The reality is that “other people have some issues of their own” isn’t an argument. Imagine removing the drink drive limit entirely - it would be carnage. Yes, some people still break the limit as it is, but not very many and the overwhelming majority of those few who do only had one drink too many. It is a deterrent that works. It’s very, very rare that you encounter people who are properly sozzled and all over the place behind the wheel. In terms of principle we are essentially removing that limit. If we had roads filled with pissed up drivers smashing into people every day I don’t think anybody would go, “What’s the problem? Somebody got done for drink driving in Germany every single day last year.” It’s about relativity. Not all crimes are equal. As I keep saying, a broken leg and a sprained ankle aren’t as severe as each other just because they’re both an injury.

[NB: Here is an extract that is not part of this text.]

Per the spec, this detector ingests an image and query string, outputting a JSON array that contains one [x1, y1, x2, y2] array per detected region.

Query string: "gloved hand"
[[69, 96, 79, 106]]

At some point we need to start making and judging decisions based on future projections and tangible results relative to us. If people want to spin around desperately pointing at everybody else and talking about things that happened 20/30 years ago to deflect, that’s up to them. I would personally rather focus on the here and now, and on making our country as good as it can be. Not trying to using everybody else or anything somebody once did as an excuse for incompetence or wrongdoing. Lots of people do things that they shouldn’t, but you don’t see most people running out into the street and doing whatever they want because “someone else is probably doing it.”

I guess I’m just too much of a patriot.